Looks really interesting for Graphite-like use cases.
Anyways, I'm interested in timeseries so I read the article and tried to understand the datastructure but to be honest it opens up more questions than it answers. I applaud people though who try to describe their datastructures that are core to the app. Thanks for that.
1. What is the exact datastructure of a leaf? You mention a leaf node can hold 1000 datapoints.
2. Why is using a WAL impossible? That should be possible for any datastructure.
3. In your example if level 3 is full and everything gets merged into level 4, there are no levels 1-3. How does one query the datastructure? Does it maintain a pointer from the root to level 4?
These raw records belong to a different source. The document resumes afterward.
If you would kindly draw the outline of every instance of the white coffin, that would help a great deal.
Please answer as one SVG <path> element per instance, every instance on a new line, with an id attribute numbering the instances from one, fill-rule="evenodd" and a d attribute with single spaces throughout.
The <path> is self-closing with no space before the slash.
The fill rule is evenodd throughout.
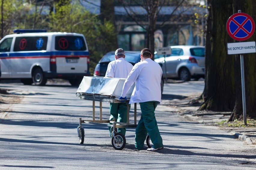
<path id="1" fill-rule="evenodd" d="M 77 93 L 88 95 L 110 98 L 119 98 L 122 94 L 125 78 L 110 78 L 103 77 L 84 76 Z M 126 95 L 127 98 L 131 98 L 135 86 L 132 86 Z"/>

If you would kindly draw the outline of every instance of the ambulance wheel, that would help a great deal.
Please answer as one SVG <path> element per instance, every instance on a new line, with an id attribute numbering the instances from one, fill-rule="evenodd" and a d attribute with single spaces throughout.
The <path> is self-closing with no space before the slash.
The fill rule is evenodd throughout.
<path id="1" fill-rule="evenodd" d="M 78 129 L 79 133 L 79 140 L 80 143 L 83 144 L 84 141 L 84 129 L 82 127 Z"/>
<path id="2" fill-rule="evenodd" d="M 149 148 L 151 148 L 153 146 L 153 144 L 152 143 L 152 142 L 151 142 L 151 140 L 150 139 L 150 137 L 149 137 L 149 135 L 148 134 L 147 135 L 147 137 L 146 138 L 146 142 L 147 143 L 147 145 L 148 147 Z"/>
<path id="3" fill-rule="evenodd" d="M 33 83 L 32 78 L 23 78 L 20 79 L 20 81 L 24 85 L 31 85 Z"/>
<path id="4" fill-rule="evenodd" d="M 123 135 L 120 133 L 116 133 L 115 134 L 115 137 L 117 139 L 115 141 L 114 136 L 112 137 L 111 143 L 116 150 L 122 150 L 125 146 L 126 139 Z"/>
<path id="5" fill-rule="evenodd" d="M 44 86 L 46 83 L 47 79 L 44 77 L 43 70 L 41 68 L 35 69 L 32 75 L 33 81 L 35 85 Z"/>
4. Related to above: if I want to query all data from last month until now which happens to be the start of level 4, it will first go to root, then to the level 2 Leaf, from there to the level 2 SBlock, from there to the level 3 Leaf, then level 3 SBlock, then level 4 Leaf, then level 4 Sblock, then the first level 4 leaf? That seems a lot of random access. How many iops does a lookup need?
5. SBlocks need to be kept in memory. If I have ten million timeseries (not uncommon, can be much more), each with 3 levels, then upon startup the app has to load 30M SBlocks into memory?
6. You say that several trees can be interleaved in a single file, how does that not break the linear IO advantage of columnar layouts?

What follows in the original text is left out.